During a Capitol Hill panel discussion hosted by the New America Foundation, broadband industry advocates
urged the FCC to enact new strategies during the upcoming 700 MHz auction to encourage the development of a
third major nationwide broadband pipeline to challenge cable and DSL providers, warning that current FCC
auction rules enable incumbents to solidify their current market position and to shut out competitors. Pursuant to
Congressional mandate, the FCC is required by early next year to auction 700 MHz spectrum that is being vacated
by analog TV broadcasters as part of the DTV transition. The agency is expected to issue licensing and auction
rules for the 700 MHz band in a matter of weeks. Citing his recently-completed study of last year’s advanced
wireless service auction, economist Gregory Rose called for the adoption of a closed or anonymous bidding format
for the 700 MHz event that would discourage retaliatory bidding and other blocking tactics used by large
incumbent carriers.

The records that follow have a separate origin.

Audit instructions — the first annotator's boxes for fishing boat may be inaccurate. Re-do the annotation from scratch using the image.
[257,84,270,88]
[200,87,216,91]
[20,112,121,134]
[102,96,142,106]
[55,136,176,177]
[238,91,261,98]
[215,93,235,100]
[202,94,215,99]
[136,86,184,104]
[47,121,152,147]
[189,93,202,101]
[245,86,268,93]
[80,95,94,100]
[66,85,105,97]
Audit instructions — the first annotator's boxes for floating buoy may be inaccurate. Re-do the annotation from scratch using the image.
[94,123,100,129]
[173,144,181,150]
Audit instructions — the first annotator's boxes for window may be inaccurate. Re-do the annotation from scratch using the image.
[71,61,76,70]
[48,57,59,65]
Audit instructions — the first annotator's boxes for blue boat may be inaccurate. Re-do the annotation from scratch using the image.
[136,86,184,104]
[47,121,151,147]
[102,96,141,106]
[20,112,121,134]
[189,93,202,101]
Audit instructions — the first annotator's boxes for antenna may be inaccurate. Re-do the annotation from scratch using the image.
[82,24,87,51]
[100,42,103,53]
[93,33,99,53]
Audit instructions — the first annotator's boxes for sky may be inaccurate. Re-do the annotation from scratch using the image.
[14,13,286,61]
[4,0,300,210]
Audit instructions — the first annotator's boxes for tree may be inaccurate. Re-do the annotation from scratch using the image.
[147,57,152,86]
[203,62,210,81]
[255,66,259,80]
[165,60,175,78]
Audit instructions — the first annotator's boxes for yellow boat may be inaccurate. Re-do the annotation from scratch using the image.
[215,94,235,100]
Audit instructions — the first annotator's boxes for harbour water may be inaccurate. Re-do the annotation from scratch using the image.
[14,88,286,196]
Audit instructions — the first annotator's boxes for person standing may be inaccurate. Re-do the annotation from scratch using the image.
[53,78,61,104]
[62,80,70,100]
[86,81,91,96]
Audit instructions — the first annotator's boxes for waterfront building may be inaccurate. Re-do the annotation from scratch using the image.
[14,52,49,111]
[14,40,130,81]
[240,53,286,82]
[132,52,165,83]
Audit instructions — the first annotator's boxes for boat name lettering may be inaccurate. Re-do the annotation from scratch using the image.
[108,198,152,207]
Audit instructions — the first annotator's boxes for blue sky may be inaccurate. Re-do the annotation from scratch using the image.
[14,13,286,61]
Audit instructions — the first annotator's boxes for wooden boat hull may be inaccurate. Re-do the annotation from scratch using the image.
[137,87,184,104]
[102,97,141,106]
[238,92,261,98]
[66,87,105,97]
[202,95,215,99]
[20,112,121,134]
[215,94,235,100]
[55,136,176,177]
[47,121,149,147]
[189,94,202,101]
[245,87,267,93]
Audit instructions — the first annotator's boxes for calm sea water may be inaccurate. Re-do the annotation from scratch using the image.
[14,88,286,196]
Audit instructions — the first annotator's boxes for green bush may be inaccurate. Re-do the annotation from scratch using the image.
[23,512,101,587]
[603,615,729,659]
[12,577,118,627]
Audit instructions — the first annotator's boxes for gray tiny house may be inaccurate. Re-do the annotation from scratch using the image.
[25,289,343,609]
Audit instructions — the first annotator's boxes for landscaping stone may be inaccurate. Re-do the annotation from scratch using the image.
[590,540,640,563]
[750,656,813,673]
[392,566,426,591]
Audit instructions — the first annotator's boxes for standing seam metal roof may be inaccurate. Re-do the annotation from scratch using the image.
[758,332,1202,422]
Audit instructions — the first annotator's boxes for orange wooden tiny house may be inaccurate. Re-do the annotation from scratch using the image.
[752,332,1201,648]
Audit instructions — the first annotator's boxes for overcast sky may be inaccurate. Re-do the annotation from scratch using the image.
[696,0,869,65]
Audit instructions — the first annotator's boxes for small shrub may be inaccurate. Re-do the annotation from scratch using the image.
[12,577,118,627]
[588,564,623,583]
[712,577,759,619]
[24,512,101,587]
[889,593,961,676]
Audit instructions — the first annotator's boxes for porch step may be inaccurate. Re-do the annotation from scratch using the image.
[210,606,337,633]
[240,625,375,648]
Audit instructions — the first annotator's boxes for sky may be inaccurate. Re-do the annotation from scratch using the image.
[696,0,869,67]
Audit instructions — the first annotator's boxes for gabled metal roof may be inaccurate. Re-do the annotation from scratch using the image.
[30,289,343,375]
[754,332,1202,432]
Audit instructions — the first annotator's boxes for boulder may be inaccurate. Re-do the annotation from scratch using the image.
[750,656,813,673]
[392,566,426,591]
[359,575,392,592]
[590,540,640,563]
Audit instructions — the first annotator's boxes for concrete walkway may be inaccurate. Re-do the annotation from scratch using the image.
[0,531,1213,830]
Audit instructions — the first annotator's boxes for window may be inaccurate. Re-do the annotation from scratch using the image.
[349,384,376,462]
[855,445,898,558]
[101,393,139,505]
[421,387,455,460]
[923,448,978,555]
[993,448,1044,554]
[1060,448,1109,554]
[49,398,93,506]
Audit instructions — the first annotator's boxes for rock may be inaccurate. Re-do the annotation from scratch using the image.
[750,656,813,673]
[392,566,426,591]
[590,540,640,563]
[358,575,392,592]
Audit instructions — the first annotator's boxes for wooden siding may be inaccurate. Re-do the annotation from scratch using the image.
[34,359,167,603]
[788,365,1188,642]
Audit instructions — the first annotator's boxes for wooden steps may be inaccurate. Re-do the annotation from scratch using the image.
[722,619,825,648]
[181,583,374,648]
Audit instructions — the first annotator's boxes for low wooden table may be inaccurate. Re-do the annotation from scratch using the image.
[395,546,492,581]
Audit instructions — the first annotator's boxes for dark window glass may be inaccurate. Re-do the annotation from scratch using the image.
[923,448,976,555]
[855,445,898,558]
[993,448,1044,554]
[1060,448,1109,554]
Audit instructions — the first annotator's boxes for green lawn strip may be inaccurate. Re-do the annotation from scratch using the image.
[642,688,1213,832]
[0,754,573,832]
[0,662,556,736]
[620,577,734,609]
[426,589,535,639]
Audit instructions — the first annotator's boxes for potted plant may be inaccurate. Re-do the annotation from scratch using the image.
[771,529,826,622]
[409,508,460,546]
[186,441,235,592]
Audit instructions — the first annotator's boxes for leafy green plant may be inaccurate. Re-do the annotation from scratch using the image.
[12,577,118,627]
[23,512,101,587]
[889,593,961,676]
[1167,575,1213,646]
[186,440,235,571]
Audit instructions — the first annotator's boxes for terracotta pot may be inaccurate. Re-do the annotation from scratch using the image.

Frontline Wireless urged the FCC to enact smaller license blocks (i.e., 10 MHz instead of 20
MHz) for the 700 MHz auction on grounds that larger blocks favor incumbents, and along with Google and other
groups voiced support for open access rules that would require auction winners to provide competitors with access
to their spectrum on a wholesale basis. A representative of Public Knowledge, a consumer advocacy group, said
that such a requirement would enable a nearly unlimited number of competitors to offer wireless broadband
services. As Rose maintained that “saying ‘let the market decide’ amounts to saying ‘let the people with market
power decide,’” Media Access Project vice president Harold Feld predicted, “if we take the [auction] rules we’ve
used for the last 10 years, the same incumbents are going to win.”